Neither do I. Neither did Judge Trager. Neither did Judge Levy.
Stupid decision? Yes.
Let us say an "incorrect" decisions.
Some sort of anti-individual, pro-monopolistic corporation perversion of the legal system conspiracy? No.
Let me put it this way: undue deference have been paid to the corporate plaintiffs on numerous occasions during this litigation.
Ray Beckerman +5 Insightful
the best defense is a good offense.
I am wondering when something like a private, mass numbers of people, class action RICO (or similar, anything possible by non governmental folks)** suit is filed, for price fixing and collusion.
What all these places are charging for "legitimate" download songs, for a few megs of transfer, is *ridiculous*. They are out of the ballbark artificially high..way high. If it was any tangibles products out there with such high across the board and across alleged "competitors" prices, compared to costs of making copies of this or that for sale, the howls would be loud and all sorts of prosecutors would be on it.
But tens of thousands of percent markup seem to just fly with no worries in the digital products realm. I am wondering why this is?
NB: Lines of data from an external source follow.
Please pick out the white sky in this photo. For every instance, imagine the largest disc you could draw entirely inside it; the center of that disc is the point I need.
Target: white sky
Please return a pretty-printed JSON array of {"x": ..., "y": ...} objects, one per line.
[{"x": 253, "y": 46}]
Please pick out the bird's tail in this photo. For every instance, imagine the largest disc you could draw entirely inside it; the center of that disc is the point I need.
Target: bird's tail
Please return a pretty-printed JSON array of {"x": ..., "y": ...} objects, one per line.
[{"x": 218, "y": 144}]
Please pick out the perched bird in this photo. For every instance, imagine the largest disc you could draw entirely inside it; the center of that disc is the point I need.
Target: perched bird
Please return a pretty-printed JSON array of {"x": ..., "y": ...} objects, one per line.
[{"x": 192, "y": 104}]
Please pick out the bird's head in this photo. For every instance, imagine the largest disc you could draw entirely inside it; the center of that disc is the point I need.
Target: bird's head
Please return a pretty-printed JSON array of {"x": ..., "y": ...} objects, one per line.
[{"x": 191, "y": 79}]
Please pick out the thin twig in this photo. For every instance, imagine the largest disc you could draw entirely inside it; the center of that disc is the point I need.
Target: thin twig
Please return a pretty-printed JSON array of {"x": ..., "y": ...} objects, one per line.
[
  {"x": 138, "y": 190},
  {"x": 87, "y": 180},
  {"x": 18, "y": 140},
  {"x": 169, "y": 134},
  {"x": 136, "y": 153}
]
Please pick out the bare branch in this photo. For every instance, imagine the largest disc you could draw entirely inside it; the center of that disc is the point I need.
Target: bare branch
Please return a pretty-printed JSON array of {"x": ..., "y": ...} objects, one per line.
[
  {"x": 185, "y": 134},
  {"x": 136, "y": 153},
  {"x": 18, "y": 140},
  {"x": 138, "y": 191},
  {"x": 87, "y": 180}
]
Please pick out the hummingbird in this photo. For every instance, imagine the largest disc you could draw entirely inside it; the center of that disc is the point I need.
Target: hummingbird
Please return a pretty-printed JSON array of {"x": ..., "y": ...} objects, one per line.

The only answer I can come up with is collusion, with perhaps a tad of governmental interference in there with "laws" if ya get my point I am "lobbying" for here.
I think if there wasn't collusion and price fixing, and perhaps some other more serious crimes, that we would be seeing five cent download songs today. And even at five cents it would be a hefty markup.
**seems to be the government is in no hurry to look at the prices of digital download "products" and why they seem to be so "coincidentally" high across the various music sites and official purchasing places. That's why I am wondering what possible private civil suits could be brought, an offensive strategy rather than defensive, and I am aware that under some circumstances, private RICO suits can be brought.
I've been so annoyed at that I have never purchased one single download song (nor pirated any, I just don't), I just have been boycotting. I'll byy a used CD for 50 cents or a dollar max, or listen to the radio, that's it. I was a loyal music purchaser from LPs and singles starting in the 50s, going to 8 track, then to cassette, then started getting seriously annoyed with the lack of price drops with cheap plastic disks, only bought a few new then quit, and when it hit download and it was near the same price..which I knew was jacked up outtasite...heck with it, started boycotting. It's tremendous price gouging, and across the industry. Smacks of collusion.
Jacked up RAM prices...feds on it. Jacked up LCD screen prices..they are on it. Jacked up digital products pricing, jacked up to the moon levels pricing...freekin *crickets*, like it isn't even happening.